Re: [Possible BUG] count_lim_atomic.c fails on POWER8

Junchang Wang <junchangwang@xxxxxxxxx> · Sat, 27 Oct 2018 00:06:45 +0800

On Fri, Oct 26, 2018 at 7:34 PM Akira Yokosawa <akiyks@xxxxxxxxx> wrote:
>
> On 2018/10/26 10:12:19 +0900, Akira Yokosawa wrote:
> > (from mobile, might be QP encoded)
> >
> > 2018/10/26 7:04、Akira Yokosawa <akiyks@xxxxxxxxx> wrote:
> >
> >>> On 2018/10/26 0:17, Akira Yokosawa wrote:
> >>>> On 2018/10/25 23:09, Junchang Wang wrote:
> >>>>> On Thu, Oct 25, 2018 at 5:45 PM Paul E. McKenney <paulmck@xxxxxxxxxxxxx> wrote:
> >>>>>
> >>>>>> On Thu, Oct 25, 2018 at 10:11:18AM +0800, Junchang Wang wrote:
> >>>>>> Hi Akira,
> >>>>>>
> >>>>>> Thanks for the mail. My understanding is that PPC uses LL/SC to
> >>>>>> emulate CAS by using a tiny loop. Unfortunately, the LL/SC loop itself
> >>>>>> could fail (due to, for example, context switches) even if *ptr equals
> >>>>>> to old. In such a case, a CAS instruction in actually should return a
> >>>>>> success.
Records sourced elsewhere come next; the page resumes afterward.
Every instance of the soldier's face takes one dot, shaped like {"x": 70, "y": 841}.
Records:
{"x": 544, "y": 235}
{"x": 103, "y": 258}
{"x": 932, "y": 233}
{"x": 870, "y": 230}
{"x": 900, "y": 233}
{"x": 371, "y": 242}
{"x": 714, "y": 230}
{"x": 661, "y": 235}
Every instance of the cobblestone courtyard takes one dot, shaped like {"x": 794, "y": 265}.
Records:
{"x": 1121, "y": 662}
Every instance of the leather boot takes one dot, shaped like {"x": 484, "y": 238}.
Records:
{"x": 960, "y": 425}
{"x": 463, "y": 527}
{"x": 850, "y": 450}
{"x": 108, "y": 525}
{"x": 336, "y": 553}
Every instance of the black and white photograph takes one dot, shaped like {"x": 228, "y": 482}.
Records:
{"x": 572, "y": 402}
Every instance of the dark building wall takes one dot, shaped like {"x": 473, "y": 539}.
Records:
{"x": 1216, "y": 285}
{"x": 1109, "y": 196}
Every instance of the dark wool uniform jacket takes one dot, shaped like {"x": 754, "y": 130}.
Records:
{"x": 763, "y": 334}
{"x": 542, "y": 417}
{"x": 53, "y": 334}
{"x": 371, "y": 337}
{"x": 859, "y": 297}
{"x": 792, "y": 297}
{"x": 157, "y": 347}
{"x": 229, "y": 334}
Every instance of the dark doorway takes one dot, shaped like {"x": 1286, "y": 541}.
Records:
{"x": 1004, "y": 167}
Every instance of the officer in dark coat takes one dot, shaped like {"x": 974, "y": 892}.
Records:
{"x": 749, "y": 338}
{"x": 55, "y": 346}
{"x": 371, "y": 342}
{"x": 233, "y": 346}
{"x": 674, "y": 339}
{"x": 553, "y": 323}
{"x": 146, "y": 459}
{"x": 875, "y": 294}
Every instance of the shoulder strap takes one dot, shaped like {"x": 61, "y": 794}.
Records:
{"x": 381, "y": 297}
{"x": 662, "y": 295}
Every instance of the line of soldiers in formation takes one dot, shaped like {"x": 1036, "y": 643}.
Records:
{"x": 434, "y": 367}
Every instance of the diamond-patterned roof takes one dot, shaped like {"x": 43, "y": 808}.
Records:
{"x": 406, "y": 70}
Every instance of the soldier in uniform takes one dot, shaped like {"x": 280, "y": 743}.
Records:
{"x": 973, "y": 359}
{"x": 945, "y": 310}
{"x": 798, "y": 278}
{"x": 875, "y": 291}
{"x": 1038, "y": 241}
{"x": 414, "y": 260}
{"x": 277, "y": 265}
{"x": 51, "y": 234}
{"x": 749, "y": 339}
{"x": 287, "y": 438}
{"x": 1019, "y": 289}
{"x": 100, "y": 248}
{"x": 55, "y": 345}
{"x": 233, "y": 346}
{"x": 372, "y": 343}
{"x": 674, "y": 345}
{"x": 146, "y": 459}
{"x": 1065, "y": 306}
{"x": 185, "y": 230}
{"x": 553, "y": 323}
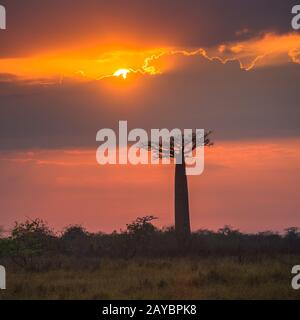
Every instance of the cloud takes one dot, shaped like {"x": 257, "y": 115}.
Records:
{"x": 198, "y": 93}
{"x": 110, "y": 24}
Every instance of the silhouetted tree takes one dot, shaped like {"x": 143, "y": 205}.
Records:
{"x": 178, "y": 148}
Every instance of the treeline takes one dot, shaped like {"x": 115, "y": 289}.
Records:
{"x": 32, "y": 245}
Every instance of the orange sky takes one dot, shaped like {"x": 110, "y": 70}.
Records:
{"x": 190, "y": 64}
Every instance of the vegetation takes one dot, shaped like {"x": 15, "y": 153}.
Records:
{"x": 146, "y": 262}
{"x": 178, "y": 148}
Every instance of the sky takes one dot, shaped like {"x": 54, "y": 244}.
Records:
{"x": 231, "y": 67}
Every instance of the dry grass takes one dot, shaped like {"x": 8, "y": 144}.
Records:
{"x": 178, "y": 278}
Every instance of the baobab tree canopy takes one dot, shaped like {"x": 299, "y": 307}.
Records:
{"x": 179, "y": 147}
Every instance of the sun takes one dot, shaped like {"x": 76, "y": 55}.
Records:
{"x": 122, "y": 72}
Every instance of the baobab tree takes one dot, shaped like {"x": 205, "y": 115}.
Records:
{"x": 178, "y": 148}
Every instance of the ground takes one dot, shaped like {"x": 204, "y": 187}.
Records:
{"x": 168, "y": 278}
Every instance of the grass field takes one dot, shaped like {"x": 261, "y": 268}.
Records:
{"x": 177, "y": 278}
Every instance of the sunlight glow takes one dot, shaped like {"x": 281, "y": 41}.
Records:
{"x": 122, "y": 72}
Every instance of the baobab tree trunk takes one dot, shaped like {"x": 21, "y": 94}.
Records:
{"x": 182, "y": 215}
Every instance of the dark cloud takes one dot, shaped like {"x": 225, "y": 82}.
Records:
{"x": 201, "y": 94}
{"x": 35, "y": 25}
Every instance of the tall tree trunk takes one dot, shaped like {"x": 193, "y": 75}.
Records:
{"x": 182, "y": 215}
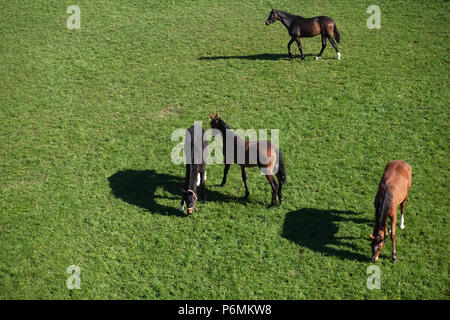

I think this is what the term "spurious fail" describes. Here
> >>>>>> is a reference:
> >>>>>> http://liblfds.org/mediawiki/index.php?title=Article:CAS_and_LL/SC_Implementation_Details_by_Processor_family
> >>>>>
> >>>>> First, thank you both for your work on this!  And yes, my cmpxchg() code
> >>>>> is clearly quite broken.
> >>>>>
> >>>>>> It seems that __atomic_compare_exchange_n() provides option "weak" for
> >>>>>> performance. I tested these two solutions and got the following
> >>>>>> results:
> >>>>>>
> >>>>>>                           1      4      8     16     32    64
> >>>>>> my patch (ns)     35    34    37    73    142  281
> >>>>>> strong (ns)          39    39    41    79    158  313
> >>>>>
> >>>>> So strong is a bit slower, correct?
> >>>>>
> >>>>>> I tested the performance of count_lim_atomic by varying the number of
> >>>>>> updaters (./count_lim_atomic N uperf) on a 8-core PPC server. The
> >>>>>> first row in the table is the result when my patch is used, and the
> >>>>>> second row is the result when the 4th argument of the function is set
> >>>>>> to false(0). It seems performance improves slightly if option "weak"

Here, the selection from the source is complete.